手放せない執着
あれから少し日が経った。しかし今だに元彼の気配が脳裏から消えることはない。
唯一の成果と言えば、1ヶ月半以上私の方から連絡はしていないことだ。元彼への執着を手放せなかったとしても、これは私にとって初めてのことだった。
連絡をしなければ私のことなんて忘れられてしまう、私なんてどうでもいいと思われてしまう。何がなんでも彼を繋ぎ止めておきたい。彼は気まぐれで滅多に話せないから、自分から連絡しなければ。そう思って連絡していた。
話したい気持ちがあって連絡もしていたけど、向こうが長時間通話に若干飽きるような態度をとったり、束縛されているように感じると言ってきた。
私も楽しい気持ちはあったが同時にヒヤヒヤしているところもあった。彼を楽しませられているか、私と一緒にいて彼は楽しいかなど・・・彼が少しでもテンションの低い態度をとってきたり、退屈そうな態度を取れば「私が連絡したから迷惑だったのでは」「私と一緒にいてつまらないのでは、本当は嫌われているのでは」と不安に。
自分でも彼の顔色を伺うなんて無意味だとわかっている。しかしやめられないのだ。
別に元彼から実際に何かを脅されているわけでもないのに、元彼といるだけでなぜか「自分の一番大事な弱みを握られている、人質に取られている」気分になる。
私が元彼に執着しているのは、彼が唯一の理解者で、甘えたい気持ちの強い、私の弱い部分を受け入れて宥めてくれた過去があるから。
私は誰にも弱みを見せられなかった。自分以外の誰も信用できなかったし、何かあれば他人は私に攻撃をしてくるものだと思っていた。表では「強い女性」「姉御」として慕われ、周囲からは「貴方は強いから大丈夫だよね」と扱われる。
でも、心の深い部分では誰かに甘えたい女性としての自分がいた。誰かにそれを受け入れて欲しかった。しかし身長が高く声も低い私に、可愛らしい女性のイメージは似合わない。何より自分は強くいたかった。あとそんな一面を友人たちに晒して、それを馬鹿にされたり否定されたらもう立ち直れないだろうと思った。
元彼以外にも他の男性と付き合ったりデートする機会はあった。しかし、誰も私の心の奥の部分まで見てくれなかった。表面的な浅い会話であったり、強くて頼もしい女性像に理想を抱かれてるだけ。
私のことを心の底から理解して、私の弱さを受け入れてくれるのは彼しかいない。そんな思い込みがあった。

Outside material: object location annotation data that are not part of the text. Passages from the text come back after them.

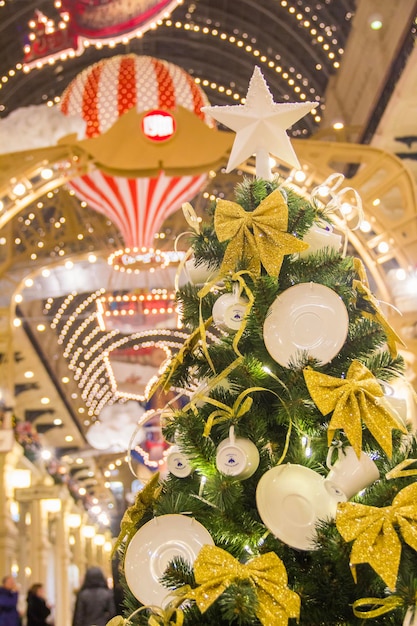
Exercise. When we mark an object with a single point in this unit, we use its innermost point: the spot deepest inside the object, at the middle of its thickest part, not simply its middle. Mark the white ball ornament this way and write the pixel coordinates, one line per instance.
(229, 311)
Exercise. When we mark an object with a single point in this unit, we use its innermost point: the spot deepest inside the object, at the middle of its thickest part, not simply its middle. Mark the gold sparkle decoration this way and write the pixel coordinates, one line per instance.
(260, 237)
(132, 516)
(353, 400)
(215, 570)
(373, 531)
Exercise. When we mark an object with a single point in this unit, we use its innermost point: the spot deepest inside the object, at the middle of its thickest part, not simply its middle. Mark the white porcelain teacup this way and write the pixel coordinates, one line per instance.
(319, 238)
(348, 473)
(229, 311)
(237, 456)
(178, 463)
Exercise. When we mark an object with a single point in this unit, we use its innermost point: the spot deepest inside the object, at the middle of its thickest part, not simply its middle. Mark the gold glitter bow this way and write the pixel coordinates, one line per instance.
(215, 570)
(260, 236)
(132, 516)
(373, 531)
(353, 399)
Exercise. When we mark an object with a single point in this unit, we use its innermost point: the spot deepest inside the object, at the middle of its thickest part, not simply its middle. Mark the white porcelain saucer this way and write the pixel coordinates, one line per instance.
(291, 499)
(154, 546)
(306, 317)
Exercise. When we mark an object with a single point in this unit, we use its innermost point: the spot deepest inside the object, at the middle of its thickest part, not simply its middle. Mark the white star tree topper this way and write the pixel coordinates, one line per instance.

でも私の弱さを受け入れるのは彼じゃない。私なんだよね。
こう割り切ってからは、彼に自分から連絡しなくても平静を保てるようになった。
話したくてたまらなくなったり寂しくなることはあっても、それを自分で受け止める練習をしたら昔のようにコントロールできずに衝動的に連絡することは無くなった。
少しずつだが変化はしてきているのだろう。これからも頑張っていきたい。